On the snapshot day:
  • 34% of recipients used accommodation support services either in a community setting, such as a group home (14%) or in-home support (8%), or in a residential institution or hostel (9%)
  • 29% used community access services, mainly learning and life skills development services (18%)
  • 28% used employment services, mainly supported employment (18%)
  • 20% used community support services which include early childhood intervention, specific therapies, counselling and case management services
  • 5% used respite services.

People with an intellectual disability were the main users of CSDA services. On the snapshot day, 61% of service recipients reported an intellectual disability as their primary disability. The types of services most commonly used by this group were: accommodation support, just over half of which was group homes; employment services, mainly in supported employment environments; and community access, mainly learning and life skills development.


People whose primary disability was physical formed the second largest group (12%) of people using CSDA services on the snapshot day. Compared to most other primary disability groups, a relatively high proportion of people whose primary disability was physical used therapy support (14%) and respite services (8%) on the snapshot day.

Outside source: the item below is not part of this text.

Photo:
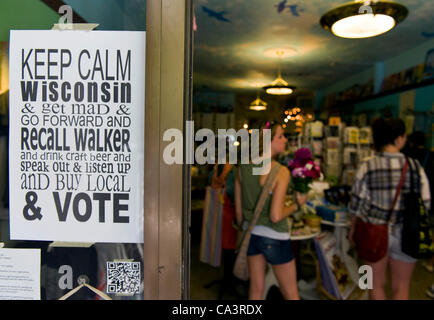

The Commonwealth-State/Territory Disability Agreement also funds various ‘generic’ support services where there may be little or no direct contact with individual consumers. These include advocacy, information and referral, print disability services, peak bodies, research and evaluation.


UNMET NEED FOR DISABILITY SUPPORT SERVICES

In 1998, over half (57%) of all people with disabilities living in private households needed assistance with one or more aspects of day to day living. A similar proportion (58%) of primary carers needed help in providing care to someone with a disability. In both cases, the majority (64% of people with a disability and 57% of primary carers) received all the assistance they needed. However, some of those who needed help received less than they needed - 32% of people with a disability and 27% of primary carers. In addition, some received no help at all - 4% of people with a disability and 16% of primary carers.
(SEE ENDNOTE 2)

In recognition of unmet need for disability support services, additional funding was made available by the Australian and state and territory governments, totalling
$519 million over the two years 2000-01 and 2001-02. This funding has been continued in the current Commonwealth-State/Territory Disability Agreement. A key priority area for unmet need funding is the provision of additional services which would enable people with disabilities who have ageing carers to remain supported within their families in their local communities.(SEE ENDNOTE 3)

As people get older the likelihood of having a disability increases. The chance of becoming the primary carer of someone with a disability, usually a partner or other family member, also increases with age, peaking in the 55-74 years age group. In 1998, one in five primary carers were aged 65 years and over, and most (56%) of them also had a disability.
(SEE ENDNOTE 4)

ENDNOTES

1 Basser, LA and Jones, M 2002, ‘The Disability Discrimination Act 1992 (Cwlth): A three-dimensional approach to operationalising human rights’, Melbourne University Law Review, vol. 26.
2 Australian Bureau of Statistics 1998, Disability, Ageing and Carers: Summary of Findings, Australia, 1998, cat. no. 4430.0, ABS, Canberra.
3 Australian Institute of Health and Welfare 2002, ‘Unmet need for disability services: effectiveness of funding and remaining shortfalls’, Disability Data Briefing, no. 22.
4 Australian Bureau of Statistics 2000, Caring in the Community, Australia, 1998, cat. no. 4436.0, ABS, Canberra.